The main lesson learned is to improve our live traffic testing as a relatively minor bug triggered a corner case for some of our customers. The bug was in a new release of the infrastructure in the App Engine Java execution environment. During development, testing, and qualification, this bug was essentially hidden from view because it only manifested itself under specific load patterns. During the outage, requests to affected applications would fail with errors when traffic was routed to affected instances. Application logs would have shown affected instances experienced high latency, error rates, or were not reachable from the Internet. This could have been caught by letting the live traffic testing run longer.

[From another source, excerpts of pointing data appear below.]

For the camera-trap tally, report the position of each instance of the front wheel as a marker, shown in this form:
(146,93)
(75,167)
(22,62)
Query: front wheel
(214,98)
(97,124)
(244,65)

In order for live traffic testing to work properly, we need to improve our monitoring as well. In this case, having more points from which to do black box monitoring would have helped immensely. We are currently working on much broader monitoring for App Engine and will be integrating more extensive black box testing in upcoming quarters.




Once again, we’d like to point out that we could have done a much better job of communicating issues to all of you. While we strive to strike a balance between letting you know about major issues and not bothering you about the day-to-day operations; we clearly should have communicated this incident to you sooner. Rest assured you’ll be better informed of issues in the future.







Timeline




July 14, 2011 - 11:30 AM US/Pacific - The new Java execution environment is released to production.




July 14, 2011 - 5:00-6:00 PM US/Pacific - The previously scheduled Master/Slave read-only maintenance period occurred.




July 14, 2011 - 8:00-9:30 PM US/Pacific - Monitoring shows error rates and latency for Java applications using the Master/Slave datastore are slowly increasing across the entire system. Investigation reveals that the new Java execution environment is malfunctioning.




July 14, 2011 - 9:30 PM US/Pacific - Rollback of the Java execution environment to the previous version begins. Latency and error rates begin to fall.




July 14, 2011 - 11:30 PM US/Pacific - Rollback of the Java execution environment to the previous version completes. Java Master/Slave applications are functioning normally.






Remediation





  • Faster notification on our status site and downtime-notify mailing list

  • More live traffic stress tests for new releases

  • Better black box monitoring to detect small impacts more quickly





[Edit] Clarification: no HR datastore apps were affected. Overall, the outage resulted in a 1.9% error rate, affecting approximately 0.005% of all App Engine traffic at peak.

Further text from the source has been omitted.